Hearing John McVey and his band play takes you back to the era of small blues venues with talented guitarists who had honed their skills to an amazing level and you're privileged enough to hear them play from 10 feet away. You can feel the raw emotion, energy and sweat that pour out from every song.
Michael Point of Down Beat reviewed John McVey's "Roadhouse Stomp". His review is below.
Veteran Texas guitar genius John McVey doesn’t pay much attention to trends and influences and all the other musical aspects that distract many bluesmen. He doesn’t need to because McVey delivers full-grown, man-size blues drawn directly from his own life.
And McVey delivers them with electrifying energy and exceptional expertise each and every time he plugs in. Put McVey on stage and the sparks fly as yet another road house venue gets stomped down by fans caught up in the fun and fury of his blistering barb-wire blues approach.
McVey’s prodigious guitar virtuosity is such that he doesn’t need tricks or gimmicks to get and keep the attention of his listeners. His blues is the straight-forward real deal and it’s in your face from first note to last. His early days playing in the bands of hard-core blues icons like Larry “Texas Flood” Davis and Miss Lavelle White grounded his sound in the music’s tradition, one he continues to embellish with personalized innovations and unquestionable authenticity.
McVey’s uniformly excellent Doc Blues Records release “Gone to Texas” gave his legion of fans something to listen to when he was on the road but like any blues guitarist worth his pick McVey thrives in a live setting where things can get a bit raucous and rowdy. Drinks get spilled, an occasional table may be danced on or overturned and the blues rules in its most basic form.

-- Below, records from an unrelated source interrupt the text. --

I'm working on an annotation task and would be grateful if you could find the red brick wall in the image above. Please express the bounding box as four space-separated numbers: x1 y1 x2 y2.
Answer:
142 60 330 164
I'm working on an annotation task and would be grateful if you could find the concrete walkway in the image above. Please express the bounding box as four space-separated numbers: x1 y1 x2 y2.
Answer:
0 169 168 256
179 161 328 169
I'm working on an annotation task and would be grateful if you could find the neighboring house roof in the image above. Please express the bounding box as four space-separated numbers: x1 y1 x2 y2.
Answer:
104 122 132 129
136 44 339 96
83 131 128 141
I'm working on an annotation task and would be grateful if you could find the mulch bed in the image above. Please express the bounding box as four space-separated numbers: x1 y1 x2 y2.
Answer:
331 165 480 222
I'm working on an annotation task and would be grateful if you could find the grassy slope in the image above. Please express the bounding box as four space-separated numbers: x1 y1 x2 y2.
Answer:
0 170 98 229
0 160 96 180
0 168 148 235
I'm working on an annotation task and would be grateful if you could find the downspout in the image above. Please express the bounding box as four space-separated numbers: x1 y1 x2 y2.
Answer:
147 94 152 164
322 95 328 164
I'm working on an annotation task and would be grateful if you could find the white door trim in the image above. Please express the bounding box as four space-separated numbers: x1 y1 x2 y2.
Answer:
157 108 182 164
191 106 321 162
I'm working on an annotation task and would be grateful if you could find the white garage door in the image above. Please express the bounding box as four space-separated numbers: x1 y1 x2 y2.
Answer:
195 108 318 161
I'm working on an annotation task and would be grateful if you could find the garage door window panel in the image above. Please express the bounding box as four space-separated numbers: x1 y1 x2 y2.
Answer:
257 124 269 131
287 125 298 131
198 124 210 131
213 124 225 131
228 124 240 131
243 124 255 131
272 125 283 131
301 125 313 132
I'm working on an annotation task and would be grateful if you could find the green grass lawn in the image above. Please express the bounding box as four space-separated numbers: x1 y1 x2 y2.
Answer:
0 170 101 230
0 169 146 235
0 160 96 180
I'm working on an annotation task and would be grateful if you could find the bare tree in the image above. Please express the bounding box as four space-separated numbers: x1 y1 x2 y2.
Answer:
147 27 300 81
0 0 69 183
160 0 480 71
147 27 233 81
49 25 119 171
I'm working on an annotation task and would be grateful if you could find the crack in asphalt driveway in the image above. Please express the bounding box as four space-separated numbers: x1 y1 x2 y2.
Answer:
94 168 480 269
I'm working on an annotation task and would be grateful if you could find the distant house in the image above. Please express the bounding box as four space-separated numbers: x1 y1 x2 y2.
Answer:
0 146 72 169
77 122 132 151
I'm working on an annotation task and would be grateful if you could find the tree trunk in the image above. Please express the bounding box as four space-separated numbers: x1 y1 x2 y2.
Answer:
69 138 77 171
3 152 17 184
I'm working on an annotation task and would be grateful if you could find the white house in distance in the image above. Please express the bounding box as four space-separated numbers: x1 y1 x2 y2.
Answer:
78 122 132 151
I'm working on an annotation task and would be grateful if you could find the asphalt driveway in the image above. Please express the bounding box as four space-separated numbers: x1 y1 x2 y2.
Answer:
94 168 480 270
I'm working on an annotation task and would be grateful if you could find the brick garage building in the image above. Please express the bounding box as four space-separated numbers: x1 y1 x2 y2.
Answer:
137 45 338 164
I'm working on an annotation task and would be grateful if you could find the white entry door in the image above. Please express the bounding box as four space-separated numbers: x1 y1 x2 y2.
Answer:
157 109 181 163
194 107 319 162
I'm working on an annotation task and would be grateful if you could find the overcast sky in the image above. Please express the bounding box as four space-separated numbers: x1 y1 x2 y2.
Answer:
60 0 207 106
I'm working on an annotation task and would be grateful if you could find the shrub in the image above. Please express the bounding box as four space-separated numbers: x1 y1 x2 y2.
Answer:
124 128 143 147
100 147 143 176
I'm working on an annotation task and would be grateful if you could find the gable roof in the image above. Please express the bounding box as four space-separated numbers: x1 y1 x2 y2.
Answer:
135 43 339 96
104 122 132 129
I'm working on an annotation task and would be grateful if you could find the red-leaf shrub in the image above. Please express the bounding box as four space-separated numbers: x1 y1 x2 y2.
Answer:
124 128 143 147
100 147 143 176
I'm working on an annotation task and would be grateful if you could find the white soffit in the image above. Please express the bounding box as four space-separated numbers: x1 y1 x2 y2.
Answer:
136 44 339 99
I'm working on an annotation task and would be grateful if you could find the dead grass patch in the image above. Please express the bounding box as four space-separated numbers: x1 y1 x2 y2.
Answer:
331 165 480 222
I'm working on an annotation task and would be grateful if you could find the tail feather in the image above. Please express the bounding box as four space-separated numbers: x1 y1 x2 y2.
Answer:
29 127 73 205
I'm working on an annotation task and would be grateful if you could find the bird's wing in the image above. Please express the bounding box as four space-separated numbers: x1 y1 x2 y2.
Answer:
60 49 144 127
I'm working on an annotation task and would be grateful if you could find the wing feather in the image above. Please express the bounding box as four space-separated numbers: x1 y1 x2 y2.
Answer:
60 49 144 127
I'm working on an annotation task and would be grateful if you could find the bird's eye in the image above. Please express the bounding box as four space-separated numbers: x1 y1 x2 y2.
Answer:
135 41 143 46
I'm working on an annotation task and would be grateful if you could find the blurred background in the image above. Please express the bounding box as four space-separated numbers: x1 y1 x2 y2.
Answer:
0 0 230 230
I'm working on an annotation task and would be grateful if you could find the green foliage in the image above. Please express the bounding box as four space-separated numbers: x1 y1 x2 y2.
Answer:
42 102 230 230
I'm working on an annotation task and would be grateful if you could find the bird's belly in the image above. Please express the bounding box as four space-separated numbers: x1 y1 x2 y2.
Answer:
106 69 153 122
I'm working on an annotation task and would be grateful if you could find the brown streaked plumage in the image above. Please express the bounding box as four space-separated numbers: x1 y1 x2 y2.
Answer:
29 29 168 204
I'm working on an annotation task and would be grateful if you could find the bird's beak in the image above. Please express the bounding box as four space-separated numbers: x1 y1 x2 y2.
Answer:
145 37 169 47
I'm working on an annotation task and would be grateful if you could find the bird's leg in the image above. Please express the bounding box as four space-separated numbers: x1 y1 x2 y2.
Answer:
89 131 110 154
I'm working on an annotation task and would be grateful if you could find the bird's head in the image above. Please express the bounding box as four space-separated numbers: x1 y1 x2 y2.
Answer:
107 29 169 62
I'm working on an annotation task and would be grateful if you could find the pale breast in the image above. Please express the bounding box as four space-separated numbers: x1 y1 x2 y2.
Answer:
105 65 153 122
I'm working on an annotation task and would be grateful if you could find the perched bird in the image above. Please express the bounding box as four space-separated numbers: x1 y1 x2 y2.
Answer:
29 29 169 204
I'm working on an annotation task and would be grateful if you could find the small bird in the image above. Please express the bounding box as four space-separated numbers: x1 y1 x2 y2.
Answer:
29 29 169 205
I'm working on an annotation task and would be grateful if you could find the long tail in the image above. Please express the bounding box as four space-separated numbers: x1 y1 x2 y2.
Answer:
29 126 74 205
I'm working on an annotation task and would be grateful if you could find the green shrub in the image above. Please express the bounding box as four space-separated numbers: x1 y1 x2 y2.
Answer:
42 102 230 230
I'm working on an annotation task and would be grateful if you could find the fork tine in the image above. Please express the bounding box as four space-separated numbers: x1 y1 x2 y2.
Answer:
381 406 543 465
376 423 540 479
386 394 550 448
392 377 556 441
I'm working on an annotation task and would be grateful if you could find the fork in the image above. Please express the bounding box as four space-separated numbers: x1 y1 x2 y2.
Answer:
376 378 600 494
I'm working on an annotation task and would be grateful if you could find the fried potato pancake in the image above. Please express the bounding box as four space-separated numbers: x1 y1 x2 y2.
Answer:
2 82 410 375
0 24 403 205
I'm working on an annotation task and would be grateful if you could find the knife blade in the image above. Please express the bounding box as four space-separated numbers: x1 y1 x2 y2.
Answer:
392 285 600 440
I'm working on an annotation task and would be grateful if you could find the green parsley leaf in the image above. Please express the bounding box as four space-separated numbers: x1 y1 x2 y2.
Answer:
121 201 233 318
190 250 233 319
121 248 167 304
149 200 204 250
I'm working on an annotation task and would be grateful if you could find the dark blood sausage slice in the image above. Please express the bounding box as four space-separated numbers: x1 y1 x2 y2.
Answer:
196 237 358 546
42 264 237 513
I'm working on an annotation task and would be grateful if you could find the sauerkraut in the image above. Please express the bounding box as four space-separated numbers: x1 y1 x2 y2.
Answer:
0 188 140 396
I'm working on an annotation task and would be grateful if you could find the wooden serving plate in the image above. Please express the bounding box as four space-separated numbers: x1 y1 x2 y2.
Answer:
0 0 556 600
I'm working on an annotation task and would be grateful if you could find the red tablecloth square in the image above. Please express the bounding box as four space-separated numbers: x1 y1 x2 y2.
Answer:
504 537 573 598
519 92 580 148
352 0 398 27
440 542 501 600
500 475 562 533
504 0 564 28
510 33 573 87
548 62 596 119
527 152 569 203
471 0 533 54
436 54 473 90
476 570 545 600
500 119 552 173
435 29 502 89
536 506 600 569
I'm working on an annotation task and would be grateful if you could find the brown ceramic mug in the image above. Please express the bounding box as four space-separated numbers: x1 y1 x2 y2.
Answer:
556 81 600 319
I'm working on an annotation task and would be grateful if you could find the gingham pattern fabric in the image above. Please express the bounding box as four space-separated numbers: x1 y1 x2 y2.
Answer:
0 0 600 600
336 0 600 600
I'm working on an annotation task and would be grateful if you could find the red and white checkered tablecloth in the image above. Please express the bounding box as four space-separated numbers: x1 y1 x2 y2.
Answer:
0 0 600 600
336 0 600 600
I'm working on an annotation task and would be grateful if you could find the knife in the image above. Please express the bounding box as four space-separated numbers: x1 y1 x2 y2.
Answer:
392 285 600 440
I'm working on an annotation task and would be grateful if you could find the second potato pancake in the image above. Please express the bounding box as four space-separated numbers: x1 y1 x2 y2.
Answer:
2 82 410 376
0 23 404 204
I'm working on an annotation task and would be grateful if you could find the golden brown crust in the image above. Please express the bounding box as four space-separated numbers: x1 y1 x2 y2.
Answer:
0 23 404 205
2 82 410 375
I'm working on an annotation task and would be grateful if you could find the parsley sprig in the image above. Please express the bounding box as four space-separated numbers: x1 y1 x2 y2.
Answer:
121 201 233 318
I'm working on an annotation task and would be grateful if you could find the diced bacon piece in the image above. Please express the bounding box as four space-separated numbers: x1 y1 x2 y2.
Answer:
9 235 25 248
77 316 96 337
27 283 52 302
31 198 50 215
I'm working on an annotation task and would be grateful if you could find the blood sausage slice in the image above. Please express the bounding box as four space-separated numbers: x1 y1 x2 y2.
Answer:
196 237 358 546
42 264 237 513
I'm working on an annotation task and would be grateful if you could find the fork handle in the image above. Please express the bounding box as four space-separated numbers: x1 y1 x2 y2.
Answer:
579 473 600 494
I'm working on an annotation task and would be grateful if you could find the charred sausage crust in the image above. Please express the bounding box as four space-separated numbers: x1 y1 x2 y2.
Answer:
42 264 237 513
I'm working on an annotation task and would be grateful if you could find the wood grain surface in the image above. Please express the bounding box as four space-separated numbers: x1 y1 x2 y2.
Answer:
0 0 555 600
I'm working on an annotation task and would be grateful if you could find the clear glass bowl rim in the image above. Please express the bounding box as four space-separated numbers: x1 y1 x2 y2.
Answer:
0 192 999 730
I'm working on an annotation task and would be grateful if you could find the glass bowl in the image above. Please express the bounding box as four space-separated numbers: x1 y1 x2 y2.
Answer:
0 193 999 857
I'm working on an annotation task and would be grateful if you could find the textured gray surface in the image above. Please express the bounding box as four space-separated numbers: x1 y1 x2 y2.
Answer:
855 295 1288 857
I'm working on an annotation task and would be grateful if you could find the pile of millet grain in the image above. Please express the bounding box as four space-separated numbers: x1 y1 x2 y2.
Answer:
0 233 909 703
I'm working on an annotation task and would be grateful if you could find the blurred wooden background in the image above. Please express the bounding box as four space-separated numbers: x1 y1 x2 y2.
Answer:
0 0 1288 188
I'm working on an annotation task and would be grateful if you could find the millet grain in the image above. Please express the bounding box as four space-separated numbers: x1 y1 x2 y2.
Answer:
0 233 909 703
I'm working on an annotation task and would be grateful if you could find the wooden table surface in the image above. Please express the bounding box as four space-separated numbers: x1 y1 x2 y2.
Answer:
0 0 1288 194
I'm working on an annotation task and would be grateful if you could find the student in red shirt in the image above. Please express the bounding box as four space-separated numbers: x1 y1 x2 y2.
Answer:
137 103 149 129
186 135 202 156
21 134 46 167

McVey reprises and substantially energizes some of the “Gone to Texas” tunes, most of which were his own compositions, in this live collection taken from a radio broadcast in downtown Houston. But he also blends in classics like Sonny Boy Williamson’s epic “Help Me”, the set’s most extended exhibition of his guitar creativity, Detroit Jr.’s rip-roaring “Call My Job” and an absolutely murderous version of Lurrie Bell’s already deadly “44 Boogie”.
The primal power of McVey’s guitar work in full flight is an awesome and exciting sound but there is more than a little finesse that accompanies his fiery forcefulness. Like the tattoo of the scorpion that adorns his right forearm McVey can also make his guitar sting with passionate precision, impeccably nailing a single note that says everything that needs to be said.
McVey, burning down the house, Dan Electro’s Bar in this case, nails every note in sight in this sizzling set. His no-nonsense vocals and scorching guitar lines make it one of the best live blues recordings to come out of Texas in recent memory. And “Freddie King Goes Surfing”, the unique McVey original that closes the show with imitable style and swagger, kicks it up into certifiably classic status.